Sunday, September 19, 2004 | 12:00 a.m. CDT; updated 7:57 a.m. CDT, Friday, July 18, 2008

Columbia residents will have a final chance to speak on proposed utility rate hikes when the city council meets Monday to vote on the fiscal 2005 budget.

The average residential bill for city utilities could increase by $5.90 per month due to higher rates for electric, water and sewer services, said City Manager Ray Beck at a Friday press conference.

Pending a council vote, the rate increases would be written into the city code to complement the $277.5 million budget.

Overall electric revenue will rise by 9 percent and replace a temporary 9.5 percent rise in rates adopted on June 1, Beck said.

Known as a fuel-adjustment allowance, the temporary hike offset the higher cost of electricity purchased by the city under a contract with St.

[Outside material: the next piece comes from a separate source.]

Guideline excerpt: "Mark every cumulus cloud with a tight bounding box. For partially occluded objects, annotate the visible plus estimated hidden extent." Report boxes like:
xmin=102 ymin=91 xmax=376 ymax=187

Louis-based AmerenUE, according to Columbia Water and Light Director Dan Dasho.

Rather than a short-term fix, however, Dasho said the proposed rate changes fit into a larger vision for keeping utility costs down.

“We realize power costs are going up, so we’re looking at ways of choosing a path so as to keep long-term rate increases as low as possible,” he said.

Residential customers could see their bills increase by 9 to 11 percent, Dasho said. The higher rates would apply during peak usage times, such as summer.

At the press conference, Beck stressed the $5.90 per month figure was only an estimate of the financial impact of the utility rate increases on households.

Depending on electricity use, some households could see their monthly electric bills increase by as much as $15 in peak months.

Water rates will also rise by 7.5 percent to generate revenue for utility-related debts and operational costs. Sanitary sewer rates will increase by 4 percent.

Despite the increases, Beck has repeatedly said that Columbia’s utility rates remain competitive with other cities, citing a survey completed prior to the first draft of the fiscal 2005 budget.

Other fee changes include increased recreation fees for the city’s golf courses and adult softball, volleyball and basketball programs.

The council held two previous public hearings on the budget at its Aug. 16 and Sept. 7 meetings.

Dasho said that the budget and utility rate increases received no public comment at either meeting.